How Do You Determine the Intersection Point of a Line Orthogonal to a Plane?

[Nikitin]

Homework Statement

A plane has the equation aX + bY + cZ + d = 0. A line L goes from (0,0,0) and crosses the plane at some point. L and plane are orthogonal. express the coordinates of the crossing point P by: a, b, c and d.

Homework Equations

I know that [a,b,c] is the directional vector for the line and that

|d|/sqrt(a^2 + b^2 + c^2) is the distance between point P and origo. I know and understand this at least.

The Attempt at a Solution

I'm lost lol

 

[Nikitin]

ah damn, I haven't learned about directional vectors this year. but i was reminded about that stuff by a friend who helped me with this assignment.

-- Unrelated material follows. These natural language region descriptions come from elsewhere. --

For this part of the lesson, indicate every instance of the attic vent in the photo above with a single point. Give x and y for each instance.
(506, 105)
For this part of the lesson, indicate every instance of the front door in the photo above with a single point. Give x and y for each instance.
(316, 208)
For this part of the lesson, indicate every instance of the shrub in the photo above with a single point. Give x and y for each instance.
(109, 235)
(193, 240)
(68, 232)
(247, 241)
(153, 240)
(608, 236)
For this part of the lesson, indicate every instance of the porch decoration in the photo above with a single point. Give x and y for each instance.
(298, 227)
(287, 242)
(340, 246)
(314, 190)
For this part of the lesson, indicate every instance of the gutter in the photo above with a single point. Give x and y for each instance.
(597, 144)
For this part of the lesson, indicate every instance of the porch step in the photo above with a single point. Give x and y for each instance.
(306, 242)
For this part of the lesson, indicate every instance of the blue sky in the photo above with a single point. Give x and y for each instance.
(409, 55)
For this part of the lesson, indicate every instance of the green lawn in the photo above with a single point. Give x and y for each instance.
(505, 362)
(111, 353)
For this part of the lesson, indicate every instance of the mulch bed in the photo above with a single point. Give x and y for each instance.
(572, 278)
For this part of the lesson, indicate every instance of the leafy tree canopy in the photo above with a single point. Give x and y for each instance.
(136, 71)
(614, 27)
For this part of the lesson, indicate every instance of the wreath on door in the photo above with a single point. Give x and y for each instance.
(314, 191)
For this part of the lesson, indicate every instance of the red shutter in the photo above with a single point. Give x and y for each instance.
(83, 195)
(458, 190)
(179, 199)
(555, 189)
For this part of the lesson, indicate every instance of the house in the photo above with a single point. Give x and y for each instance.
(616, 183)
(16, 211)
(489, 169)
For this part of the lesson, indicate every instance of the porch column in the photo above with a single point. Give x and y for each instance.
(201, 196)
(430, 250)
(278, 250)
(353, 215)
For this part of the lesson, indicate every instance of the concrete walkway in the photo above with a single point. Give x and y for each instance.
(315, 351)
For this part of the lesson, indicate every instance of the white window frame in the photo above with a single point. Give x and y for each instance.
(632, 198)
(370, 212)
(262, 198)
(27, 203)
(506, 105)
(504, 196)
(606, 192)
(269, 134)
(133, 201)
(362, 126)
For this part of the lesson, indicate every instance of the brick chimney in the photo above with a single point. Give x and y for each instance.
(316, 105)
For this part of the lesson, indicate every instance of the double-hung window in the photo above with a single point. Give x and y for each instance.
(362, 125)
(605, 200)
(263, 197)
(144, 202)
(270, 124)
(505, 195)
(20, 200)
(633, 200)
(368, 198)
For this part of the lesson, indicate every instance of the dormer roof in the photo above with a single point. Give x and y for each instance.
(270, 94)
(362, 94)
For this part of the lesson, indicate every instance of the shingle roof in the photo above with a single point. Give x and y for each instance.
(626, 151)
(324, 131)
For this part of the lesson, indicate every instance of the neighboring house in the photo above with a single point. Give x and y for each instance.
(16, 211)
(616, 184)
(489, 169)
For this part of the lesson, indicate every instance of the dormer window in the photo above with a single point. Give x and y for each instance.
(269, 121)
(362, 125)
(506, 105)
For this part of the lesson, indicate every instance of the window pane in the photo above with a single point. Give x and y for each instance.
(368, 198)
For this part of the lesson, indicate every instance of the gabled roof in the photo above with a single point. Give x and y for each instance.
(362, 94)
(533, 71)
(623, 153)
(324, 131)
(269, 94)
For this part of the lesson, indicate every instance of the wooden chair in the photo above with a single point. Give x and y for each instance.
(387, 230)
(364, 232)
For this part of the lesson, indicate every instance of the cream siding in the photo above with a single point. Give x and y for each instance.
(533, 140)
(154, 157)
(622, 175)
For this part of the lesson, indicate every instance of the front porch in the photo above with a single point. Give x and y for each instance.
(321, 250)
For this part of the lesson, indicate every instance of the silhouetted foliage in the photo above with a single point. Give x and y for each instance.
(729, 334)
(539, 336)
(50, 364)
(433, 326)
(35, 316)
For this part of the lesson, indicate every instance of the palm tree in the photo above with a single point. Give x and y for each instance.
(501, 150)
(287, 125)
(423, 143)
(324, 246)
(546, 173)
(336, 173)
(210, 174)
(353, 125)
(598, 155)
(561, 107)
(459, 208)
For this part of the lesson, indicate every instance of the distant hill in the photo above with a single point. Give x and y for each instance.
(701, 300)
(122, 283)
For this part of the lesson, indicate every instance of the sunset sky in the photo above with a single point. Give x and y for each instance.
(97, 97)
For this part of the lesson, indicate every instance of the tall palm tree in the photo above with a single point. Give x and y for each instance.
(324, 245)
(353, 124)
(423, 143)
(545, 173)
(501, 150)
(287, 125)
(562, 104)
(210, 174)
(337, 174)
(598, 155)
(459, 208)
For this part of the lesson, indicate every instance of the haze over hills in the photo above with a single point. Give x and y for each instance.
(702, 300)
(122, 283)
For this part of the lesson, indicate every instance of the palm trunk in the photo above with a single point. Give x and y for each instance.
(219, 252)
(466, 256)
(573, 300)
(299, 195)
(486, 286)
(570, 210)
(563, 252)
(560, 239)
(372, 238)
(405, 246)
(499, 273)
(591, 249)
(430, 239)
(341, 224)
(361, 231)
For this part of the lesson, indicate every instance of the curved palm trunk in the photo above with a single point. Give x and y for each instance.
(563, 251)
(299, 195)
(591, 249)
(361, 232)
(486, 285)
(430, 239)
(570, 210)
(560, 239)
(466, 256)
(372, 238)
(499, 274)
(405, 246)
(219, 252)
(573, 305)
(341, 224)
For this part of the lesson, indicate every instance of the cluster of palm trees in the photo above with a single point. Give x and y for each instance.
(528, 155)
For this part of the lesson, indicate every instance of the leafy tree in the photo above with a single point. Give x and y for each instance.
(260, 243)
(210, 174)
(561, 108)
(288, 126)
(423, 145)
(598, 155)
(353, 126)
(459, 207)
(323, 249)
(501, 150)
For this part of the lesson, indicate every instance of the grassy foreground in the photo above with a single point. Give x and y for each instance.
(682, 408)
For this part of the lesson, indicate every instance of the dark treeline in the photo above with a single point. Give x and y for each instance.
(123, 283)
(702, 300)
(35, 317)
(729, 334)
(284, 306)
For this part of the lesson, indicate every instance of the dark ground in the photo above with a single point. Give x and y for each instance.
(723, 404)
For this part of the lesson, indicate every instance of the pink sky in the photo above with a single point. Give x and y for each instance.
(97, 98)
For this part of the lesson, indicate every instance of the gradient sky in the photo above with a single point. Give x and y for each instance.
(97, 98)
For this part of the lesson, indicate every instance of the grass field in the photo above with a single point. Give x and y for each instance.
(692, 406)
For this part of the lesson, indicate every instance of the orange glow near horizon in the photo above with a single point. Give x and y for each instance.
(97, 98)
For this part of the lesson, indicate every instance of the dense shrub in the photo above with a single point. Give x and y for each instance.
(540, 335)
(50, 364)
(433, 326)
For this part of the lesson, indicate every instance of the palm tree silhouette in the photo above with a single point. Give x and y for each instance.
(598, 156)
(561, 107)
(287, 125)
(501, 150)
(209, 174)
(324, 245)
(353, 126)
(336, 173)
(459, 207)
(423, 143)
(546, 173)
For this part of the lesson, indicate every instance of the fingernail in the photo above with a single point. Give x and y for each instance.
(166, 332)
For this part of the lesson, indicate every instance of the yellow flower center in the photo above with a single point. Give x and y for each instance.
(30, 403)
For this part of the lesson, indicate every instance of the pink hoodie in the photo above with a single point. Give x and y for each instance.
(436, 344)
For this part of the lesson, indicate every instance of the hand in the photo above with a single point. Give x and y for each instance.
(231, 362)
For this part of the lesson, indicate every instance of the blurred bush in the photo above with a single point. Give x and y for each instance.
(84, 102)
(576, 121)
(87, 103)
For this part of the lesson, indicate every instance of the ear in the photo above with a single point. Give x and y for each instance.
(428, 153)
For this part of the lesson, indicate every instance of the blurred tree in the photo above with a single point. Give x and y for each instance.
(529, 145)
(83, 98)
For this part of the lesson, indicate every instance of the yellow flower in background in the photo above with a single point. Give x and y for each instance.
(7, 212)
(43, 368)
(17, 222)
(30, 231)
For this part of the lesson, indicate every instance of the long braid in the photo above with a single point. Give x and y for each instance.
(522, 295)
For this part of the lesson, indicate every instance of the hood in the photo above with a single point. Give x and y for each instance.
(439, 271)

So, if I divide [a,b,c] by the length of the directional vector, sqrt(a^2 + b^2 + c^2) and then multiply it by the length of the OP vector, |d|/sqrt(a^2 + b^2 + c^2), I get:

a|d|/a^2 + b^2 + c^2, b|d|/a^2 + b^2 + c^2, c|d|/a^2 + b^2 + c^2 = P.

The answer is supposed to be (-ad/a^2 + b^2 + c^2,-bd/a^2 + b^2 + c^2,-cd/a^2 + b^2 + c^2) = P

*sigh* does this have something to do with all the fools sometimes saying a plane's equation is ax+by+cz -d = 0 instead of ax+by+cz +d = 0 ? or that d is negative if the directional vector is posetive?

has been a really long day at school + after 4 me and I'm sleepy as hell.. hope somebody can fill me in tomorrow

 

[HallsofIvy]

Homework Statement

A plane has the equation aX + bY + cZ + d = 0. A line L goes from (0,0,0) and crosses the plane at some point. L and plane are orthogonal. express the coordinates of the crossing point P by: a, b, c and d.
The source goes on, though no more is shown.